Carlos
Real de Azúa indica que la literatura de nuestro país empezó siendo una
“literatura en el Uruguay”, paso a paso, a golpes de intervención, a
iluminaciones esporádicas, esa literatura pasó a ser “literatura
uruguaya”.
Esto
no significa que ni todas sus obras ni sus autores hayan de ser entendidos como
“portavoces” de una “sociedad uruguaya”.
Las
obras literarias expresan y revelan, por intermedio del autor distintos
aspectos de la comunidad que él representa, así como realidades del suelo
histórico-social en el que el autor se mueve y hablan a través de su
obra. Sin dejar de mencionar una tradición literaria de alcance
universal, por ejemplo, las distintas corrientes, escuelas o modas que se
reflejan en las distintas manifestaciones del arte. Además de las
presuntas “leyes”, como normas del “género” que puedan estar pesando en el
autor.
Todos
estos estilos, escuelas produjeron un impacto en nuestra literatura, tal como
sucedió en las otras comunidades de América Latina.
En
sus comienzos debería hablarse de una “literatura rioplatense”. Desde
1830, dos naciones, las dos orillas del Río de la Plata, anudaron sus
sociedades en estrechos vínculos sin mirar fronteras. En realidad, hasta
el tercer tercio del siglo XIX puede hablarse con más propiedad de una literatura
rioplatense que de argentina o uruguaya.
Difícil
es saber cuando comienza una literatura, y la uruguaya no escapa a esta
ley. Carlos Maggi nos indica que a principios de nuestra historia,
hacia el siglo XIX, lo que es hoy nuestra república era todavía un territorio
casi desierto y bárbaro: una subcolonia lateral de Buenos Aires.
No
podía hablarse entonces de literatura propiamente dicha. Señala Maggi que
la función del crítico consiste en descubrir los valores donde allí estén,
ordenarlos y ponerlos de manifiesto, y en nuestro caso sucede que, por lo
regular, hay más y mejor literatura, literatura más aprovechable, en los
escritos políticos, históricos y científicos de la época.
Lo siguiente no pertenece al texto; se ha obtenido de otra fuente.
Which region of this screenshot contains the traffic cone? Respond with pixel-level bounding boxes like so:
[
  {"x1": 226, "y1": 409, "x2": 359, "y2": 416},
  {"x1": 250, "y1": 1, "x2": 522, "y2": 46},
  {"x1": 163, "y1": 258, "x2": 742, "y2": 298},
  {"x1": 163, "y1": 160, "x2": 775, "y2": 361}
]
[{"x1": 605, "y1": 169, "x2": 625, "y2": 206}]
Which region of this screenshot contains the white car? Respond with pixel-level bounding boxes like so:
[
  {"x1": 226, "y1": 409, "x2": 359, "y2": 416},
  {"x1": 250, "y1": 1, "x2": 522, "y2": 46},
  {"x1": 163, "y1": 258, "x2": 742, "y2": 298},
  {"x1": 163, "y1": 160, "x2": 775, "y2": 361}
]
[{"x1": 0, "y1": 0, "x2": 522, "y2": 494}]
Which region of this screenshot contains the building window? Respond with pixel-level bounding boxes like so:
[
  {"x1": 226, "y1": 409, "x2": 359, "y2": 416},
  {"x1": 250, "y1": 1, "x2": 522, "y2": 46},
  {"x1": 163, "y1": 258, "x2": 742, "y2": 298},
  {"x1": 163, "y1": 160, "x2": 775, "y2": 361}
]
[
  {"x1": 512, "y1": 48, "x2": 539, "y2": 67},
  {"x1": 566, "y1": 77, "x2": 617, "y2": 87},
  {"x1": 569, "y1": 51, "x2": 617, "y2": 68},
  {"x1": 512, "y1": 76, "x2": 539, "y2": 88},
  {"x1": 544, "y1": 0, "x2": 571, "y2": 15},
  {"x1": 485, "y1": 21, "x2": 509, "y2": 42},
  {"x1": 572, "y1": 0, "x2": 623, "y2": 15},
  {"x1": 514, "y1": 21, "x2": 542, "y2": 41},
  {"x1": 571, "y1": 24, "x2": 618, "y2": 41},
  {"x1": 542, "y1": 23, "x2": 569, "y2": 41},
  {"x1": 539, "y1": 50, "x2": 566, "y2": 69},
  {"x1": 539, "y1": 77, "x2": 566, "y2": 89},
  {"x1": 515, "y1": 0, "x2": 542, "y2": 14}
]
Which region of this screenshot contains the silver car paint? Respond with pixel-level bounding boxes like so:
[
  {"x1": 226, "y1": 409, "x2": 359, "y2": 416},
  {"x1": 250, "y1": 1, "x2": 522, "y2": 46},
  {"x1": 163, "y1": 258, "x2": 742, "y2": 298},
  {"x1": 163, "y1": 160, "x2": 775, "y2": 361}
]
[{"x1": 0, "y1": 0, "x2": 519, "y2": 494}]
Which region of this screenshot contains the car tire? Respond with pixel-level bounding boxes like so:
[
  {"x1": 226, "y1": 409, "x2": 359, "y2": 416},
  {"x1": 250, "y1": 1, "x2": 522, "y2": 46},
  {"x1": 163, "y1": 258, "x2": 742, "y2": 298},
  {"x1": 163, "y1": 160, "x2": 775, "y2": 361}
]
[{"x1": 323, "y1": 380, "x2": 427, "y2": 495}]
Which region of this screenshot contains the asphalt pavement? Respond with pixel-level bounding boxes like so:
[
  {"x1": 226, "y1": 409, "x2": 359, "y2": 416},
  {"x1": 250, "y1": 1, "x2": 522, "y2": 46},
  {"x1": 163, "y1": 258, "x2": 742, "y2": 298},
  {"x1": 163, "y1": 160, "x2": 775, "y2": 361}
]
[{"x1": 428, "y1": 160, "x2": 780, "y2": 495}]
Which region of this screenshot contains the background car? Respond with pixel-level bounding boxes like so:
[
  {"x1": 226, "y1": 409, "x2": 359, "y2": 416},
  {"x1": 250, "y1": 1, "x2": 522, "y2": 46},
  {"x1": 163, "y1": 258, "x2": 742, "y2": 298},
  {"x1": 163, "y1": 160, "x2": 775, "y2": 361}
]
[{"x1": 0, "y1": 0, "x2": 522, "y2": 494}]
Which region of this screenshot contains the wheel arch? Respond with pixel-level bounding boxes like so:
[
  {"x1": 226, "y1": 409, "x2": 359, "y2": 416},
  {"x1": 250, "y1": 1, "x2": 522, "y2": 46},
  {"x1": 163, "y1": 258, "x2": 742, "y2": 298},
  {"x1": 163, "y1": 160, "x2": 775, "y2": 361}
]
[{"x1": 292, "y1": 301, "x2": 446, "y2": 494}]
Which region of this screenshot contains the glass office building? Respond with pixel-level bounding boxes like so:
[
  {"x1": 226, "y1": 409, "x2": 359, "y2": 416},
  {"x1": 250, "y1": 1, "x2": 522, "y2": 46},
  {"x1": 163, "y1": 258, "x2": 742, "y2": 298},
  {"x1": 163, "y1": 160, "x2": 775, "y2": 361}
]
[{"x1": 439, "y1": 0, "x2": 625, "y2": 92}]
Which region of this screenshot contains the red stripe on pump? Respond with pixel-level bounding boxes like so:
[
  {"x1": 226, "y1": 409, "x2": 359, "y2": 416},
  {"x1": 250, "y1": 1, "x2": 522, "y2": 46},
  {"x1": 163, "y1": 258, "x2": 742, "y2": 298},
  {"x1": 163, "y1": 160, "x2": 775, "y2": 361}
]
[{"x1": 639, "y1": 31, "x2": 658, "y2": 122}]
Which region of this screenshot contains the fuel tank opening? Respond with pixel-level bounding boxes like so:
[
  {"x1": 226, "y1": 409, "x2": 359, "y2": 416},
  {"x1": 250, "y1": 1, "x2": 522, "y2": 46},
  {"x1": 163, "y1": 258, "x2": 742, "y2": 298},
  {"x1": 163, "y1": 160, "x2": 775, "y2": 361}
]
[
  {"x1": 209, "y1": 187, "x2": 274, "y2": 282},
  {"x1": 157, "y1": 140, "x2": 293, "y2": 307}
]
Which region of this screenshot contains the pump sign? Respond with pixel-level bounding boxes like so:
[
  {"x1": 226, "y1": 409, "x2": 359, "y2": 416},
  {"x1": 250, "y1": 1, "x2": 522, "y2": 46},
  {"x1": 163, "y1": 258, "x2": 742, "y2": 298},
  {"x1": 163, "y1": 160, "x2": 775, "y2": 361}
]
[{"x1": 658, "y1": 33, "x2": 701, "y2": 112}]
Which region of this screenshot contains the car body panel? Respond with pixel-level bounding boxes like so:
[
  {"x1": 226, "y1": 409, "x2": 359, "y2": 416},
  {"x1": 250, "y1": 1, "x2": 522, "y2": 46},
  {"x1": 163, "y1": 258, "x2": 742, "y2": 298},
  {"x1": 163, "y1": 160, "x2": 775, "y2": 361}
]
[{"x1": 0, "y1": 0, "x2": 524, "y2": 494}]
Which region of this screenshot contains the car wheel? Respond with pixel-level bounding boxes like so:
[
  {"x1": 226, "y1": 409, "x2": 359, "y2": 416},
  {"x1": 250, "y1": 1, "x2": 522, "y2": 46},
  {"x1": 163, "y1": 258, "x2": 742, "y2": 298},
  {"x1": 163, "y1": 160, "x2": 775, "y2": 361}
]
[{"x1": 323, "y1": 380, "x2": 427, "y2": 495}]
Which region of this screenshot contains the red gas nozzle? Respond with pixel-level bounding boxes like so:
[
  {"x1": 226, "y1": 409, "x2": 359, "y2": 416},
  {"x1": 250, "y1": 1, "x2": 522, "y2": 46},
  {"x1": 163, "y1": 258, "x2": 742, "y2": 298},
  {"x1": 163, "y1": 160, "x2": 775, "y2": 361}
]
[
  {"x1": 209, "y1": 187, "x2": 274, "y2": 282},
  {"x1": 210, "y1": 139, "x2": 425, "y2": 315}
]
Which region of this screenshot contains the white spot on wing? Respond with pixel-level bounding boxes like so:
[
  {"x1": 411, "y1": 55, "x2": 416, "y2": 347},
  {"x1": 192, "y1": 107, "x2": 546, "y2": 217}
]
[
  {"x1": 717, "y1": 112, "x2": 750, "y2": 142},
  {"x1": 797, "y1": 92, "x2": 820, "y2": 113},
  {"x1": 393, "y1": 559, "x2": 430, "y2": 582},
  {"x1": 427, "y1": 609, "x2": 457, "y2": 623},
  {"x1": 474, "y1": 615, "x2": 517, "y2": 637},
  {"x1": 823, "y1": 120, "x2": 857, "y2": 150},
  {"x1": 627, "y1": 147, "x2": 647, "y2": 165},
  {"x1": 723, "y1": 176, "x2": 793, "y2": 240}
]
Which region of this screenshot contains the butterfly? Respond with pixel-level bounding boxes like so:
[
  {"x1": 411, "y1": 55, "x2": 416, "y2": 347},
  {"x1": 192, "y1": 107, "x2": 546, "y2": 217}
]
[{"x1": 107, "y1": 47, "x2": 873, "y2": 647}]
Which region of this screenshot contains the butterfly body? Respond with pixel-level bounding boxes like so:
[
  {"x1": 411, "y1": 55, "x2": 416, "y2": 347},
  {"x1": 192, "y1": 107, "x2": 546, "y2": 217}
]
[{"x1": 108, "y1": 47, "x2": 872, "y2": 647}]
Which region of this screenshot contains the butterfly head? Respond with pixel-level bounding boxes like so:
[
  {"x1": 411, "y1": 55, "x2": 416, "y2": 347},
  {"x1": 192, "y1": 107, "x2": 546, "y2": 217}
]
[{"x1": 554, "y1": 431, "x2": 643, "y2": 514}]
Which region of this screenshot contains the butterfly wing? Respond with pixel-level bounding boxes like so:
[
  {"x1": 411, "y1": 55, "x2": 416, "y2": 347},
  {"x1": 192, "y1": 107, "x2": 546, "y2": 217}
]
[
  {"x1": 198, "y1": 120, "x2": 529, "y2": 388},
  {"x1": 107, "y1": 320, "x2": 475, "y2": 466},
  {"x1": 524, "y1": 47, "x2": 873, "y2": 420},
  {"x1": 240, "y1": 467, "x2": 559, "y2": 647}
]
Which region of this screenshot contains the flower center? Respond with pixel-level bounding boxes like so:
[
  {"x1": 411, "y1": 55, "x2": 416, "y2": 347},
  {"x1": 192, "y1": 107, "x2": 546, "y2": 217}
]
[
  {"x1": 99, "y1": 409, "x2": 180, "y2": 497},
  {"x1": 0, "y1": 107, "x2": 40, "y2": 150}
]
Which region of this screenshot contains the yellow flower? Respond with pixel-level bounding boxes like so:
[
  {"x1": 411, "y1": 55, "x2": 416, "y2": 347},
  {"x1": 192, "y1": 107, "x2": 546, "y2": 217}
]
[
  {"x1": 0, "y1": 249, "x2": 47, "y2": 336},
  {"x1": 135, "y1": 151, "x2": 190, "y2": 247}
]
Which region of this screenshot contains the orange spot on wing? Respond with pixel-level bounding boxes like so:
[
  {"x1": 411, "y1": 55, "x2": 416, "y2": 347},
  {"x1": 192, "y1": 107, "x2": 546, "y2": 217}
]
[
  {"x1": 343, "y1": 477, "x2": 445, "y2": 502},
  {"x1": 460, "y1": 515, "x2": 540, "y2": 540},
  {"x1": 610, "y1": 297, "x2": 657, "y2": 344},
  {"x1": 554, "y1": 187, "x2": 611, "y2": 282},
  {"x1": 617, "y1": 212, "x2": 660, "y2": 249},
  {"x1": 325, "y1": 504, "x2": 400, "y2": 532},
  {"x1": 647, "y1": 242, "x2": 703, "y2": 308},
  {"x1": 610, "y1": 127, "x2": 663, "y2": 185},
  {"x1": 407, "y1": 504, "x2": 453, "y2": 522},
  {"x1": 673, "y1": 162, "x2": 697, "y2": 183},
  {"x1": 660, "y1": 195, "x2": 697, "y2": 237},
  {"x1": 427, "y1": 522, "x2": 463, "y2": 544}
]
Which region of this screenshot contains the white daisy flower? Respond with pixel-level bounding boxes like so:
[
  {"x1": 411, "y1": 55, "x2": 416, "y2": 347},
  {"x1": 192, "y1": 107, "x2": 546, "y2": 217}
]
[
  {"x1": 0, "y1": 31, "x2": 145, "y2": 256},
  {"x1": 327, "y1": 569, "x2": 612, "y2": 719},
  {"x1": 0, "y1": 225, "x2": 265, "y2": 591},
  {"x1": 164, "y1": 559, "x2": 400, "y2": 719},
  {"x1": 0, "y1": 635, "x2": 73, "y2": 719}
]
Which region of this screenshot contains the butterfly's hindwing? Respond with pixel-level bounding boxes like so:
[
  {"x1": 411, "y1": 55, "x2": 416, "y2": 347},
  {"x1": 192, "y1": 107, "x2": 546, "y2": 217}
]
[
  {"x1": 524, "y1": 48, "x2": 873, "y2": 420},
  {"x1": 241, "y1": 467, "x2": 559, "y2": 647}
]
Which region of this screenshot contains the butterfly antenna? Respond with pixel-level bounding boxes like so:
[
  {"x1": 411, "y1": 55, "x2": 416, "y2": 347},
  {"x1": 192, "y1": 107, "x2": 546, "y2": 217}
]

Caso de Perez
Castellano y de Larrañaga, en ensayos, memorias, cartas y apuntes.
Maggi
destaca “El viaje de Montevideo a Paysandú” de Dámaso Antonio Larrañaga como
una de esas obras que logra ser buena literatura sin proponérselo. Dice
Maggi que la prosa de Larrañaga, en su fluir, cumple con casi todas las
exigencias de claridad, funcionalidad, concisión y efecto, con mesurada
progresión, una vivencia, hasta culminarla en el momento final: el encuentro
con Artigas.
EDUARDO
ACEVEDO DÍAZ – LA NOVELA HISTÓRICA
Eduardo
Acevedo Díaz escribió nuestros orígenes en cuatro novelas históricas, donde el
autor funde lo nativo y lo heroico (“Lanza y
Sable”, “Nativa”, “Ismael” y “Grito de Gloria”).
Acevedo
Díaz confesó una acendrara devoción por Homero, cuya influencia se descubre en
muchos elementos de su estilo. Bajo esta inspiración compuso su serie
de novelas históricas, también llamadas “épicas” en tanto se constituyen
en la gesta de nuestra patria.
Jorge
Albístur nos indica que el siglo XIX es llamado todavía “el siglo de la
novela”, este género fue uno de los predilectos en el romanticismo que señala
lo imaginativo y ficcional, como dos rasgos definidores de la creación
novelesca. La novela romántica fue sustituida por nuevas
corrientes: el realismo, que procura un mayor acercamiento a la verdad.
Si
bien el romanticismo y el realismo se distinguen bien en teoría, no es fácil,
ante un texto literario determinado, señalar dónde está la peculiaridad de uno
u otro. Sucede con los novelistas franceses: Víctor Hugo,
Balzac. Se sitúa a Honorato de Balzac como iniciador del realismo,
ero estudios más recientes lo ubican como el último de los románticos y el
primero de los realistas.
Este
cruce de corrientes se observa en Acevedo Díaz, quien hereda mucho de la novela
francesa. Señala Albístur que Acevedo Díaz “concibe como un romántico”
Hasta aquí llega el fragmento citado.